Question Setting up home server

Skippy2416

Honorable
Mar 7, 2017
40
1
10,535
So I am planning out a home server for a NAS, Plex, and game servers and I would like to keep it low power. I am planning on having my main OS windows 10 with VMs for everything, still working out the kinks, and my main question. What hardware should I be looking for, I know I will need a highcore cpu but what would be good that would last me a good while. Planning on fitting this into a itx case if possible as my room is limited. But I can settle for matx format.
 
Impossible to make generic recommendation. Things like NAS and plex are more heavly weighted to the the disk system where as a game server likely is memory or cpu related. It also greatly depends on what game you are running since they have very different requirements. It is hard to say for example if high core count is better than lower core count with a higher clock. Some things are single thread so extra cores don't matter. Your power usage is also going to be very dependent on what you plan on running. This like nas use almost no power where some games will use a lot of power.

The trade off is going to be size vs cooling most times. It will be more quiet to use a larger case where you can run more slower fans.
 
TrueNas would be better for what you want to do. I'm currently running one on an older AMD A8-7600 with 16GB of memory on some ASRock mini-itx motherboard. The OS is installed on a Samsung SSD 850 EVO mSATA 120GB with four 4TB WD RED 5400RPM disks in a raid-z1. The 120GB is just something spare I had on hand, I could of easily used a larger disk and run VM's on it.

The only thing really special is that I added an Intel 10Gbe adapter, but that's because I'm also experimenting with iSCSI and my ESXI system (different stuff).
 
Hardware encoding with PLEX doesn't look that good. You can see pretty bad macroblocking at lower bitrates, especially when viewing outside the house on your smartphone. I prefer CPU transcoding only for the cleanest stream. But that requires a 2000 passmark score for every 1080p transcode. I use a Ryzen 3900x in ECO mode, that I had laying around. It's awesome running a game server and plex.

Now you can buy Ryzen GE processors on ebay. These are your best best for an energy efficient home server. Ryzen 4700GE, 4750GE, 5650GE, and 5750GE are goo bets. The 5750GE is still hard to find until things age a little more. The 5650 and 4750 have the same passmark score, but the 5650 has a better single core core that'll matter for some game servers which may be single threaded. But it has 2 less actual cores that can be split into different tasks.
 
For local play you don't transcode. If you have clients that are older and don't have good codec support just replace those.
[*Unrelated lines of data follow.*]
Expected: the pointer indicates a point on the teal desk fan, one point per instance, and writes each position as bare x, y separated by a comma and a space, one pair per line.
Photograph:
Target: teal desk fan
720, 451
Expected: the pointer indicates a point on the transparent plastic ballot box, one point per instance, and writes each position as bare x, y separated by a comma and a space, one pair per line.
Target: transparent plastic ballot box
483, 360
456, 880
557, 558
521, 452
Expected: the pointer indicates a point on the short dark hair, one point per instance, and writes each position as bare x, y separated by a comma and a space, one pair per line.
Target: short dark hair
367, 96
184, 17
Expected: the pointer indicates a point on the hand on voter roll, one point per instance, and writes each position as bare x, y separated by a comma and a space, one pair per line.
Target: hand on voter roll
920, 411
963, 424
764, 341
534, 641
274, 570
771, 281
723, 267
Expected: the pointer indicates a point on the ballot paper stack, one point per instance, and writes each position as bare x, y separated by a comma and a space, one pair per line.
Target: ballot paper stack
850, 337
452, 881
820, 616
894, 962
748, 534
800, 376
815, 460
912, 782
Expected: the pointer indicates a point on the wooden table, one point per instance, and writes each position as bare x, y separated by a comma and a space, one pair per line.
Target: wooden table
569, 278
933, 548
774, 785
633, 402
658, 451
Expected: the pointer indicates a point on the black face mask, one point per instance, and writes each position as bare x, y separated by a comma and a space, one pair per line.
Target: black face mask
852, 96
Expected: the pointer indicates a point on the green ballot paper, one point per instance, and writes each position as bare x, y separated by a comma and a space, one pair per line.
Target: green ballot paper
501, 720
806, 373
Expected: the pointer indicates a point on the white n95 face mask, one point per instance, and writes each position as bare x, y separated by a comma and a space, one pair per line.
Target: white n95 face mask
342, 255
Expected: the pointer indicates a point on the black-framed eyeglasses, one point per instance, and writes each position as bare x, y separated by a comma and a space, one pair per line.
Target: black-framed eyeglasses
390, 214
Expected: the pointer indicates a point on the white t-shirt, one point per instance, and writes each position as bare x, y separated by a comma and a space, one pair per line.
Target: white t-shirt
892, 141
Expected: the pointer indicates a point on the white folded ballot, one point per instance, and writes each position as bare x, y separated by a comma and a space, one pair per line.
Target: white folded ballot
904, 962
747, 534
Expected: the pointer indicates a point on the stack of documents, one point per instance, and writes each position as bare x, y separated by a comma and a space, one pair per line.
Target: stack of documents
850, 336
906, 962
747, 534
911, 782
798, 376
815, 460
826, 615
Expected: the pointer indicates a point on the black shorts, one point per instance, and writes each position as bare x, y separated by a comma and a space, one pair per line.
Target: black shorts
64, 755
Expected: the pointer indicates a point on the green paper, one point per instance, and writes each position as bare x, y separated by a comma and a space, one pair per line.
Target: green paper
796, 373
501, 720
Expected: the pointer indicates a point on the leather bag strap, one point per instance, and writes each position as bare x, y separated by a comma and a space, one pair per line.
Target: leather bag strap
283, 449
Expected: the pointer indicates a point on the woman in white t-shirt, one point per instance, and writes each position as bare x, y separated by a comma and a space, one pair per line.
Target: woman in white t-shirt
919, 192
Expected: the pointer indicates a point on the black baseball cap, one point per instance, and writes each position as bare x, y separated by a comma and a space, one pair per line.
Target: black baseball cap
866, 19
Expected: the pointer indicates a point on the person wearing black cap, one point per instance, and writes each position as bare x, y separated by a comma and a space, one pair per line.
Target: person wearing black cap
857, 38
You don't need much at all for this since its just a file server. audio is more frequently transcoded and uses about 300 passmark per.

If you want to setup stuff for a lot of remote streams then you need to make sure you have the cpu or gpu power plus the upload speed to handle what you need. intel igpu can do over a dozen 1080p transcodes. you can also store several copies. I've heard of people swearing by keeping their blu-ray HDR in raw format. Then keeping another copy for remote.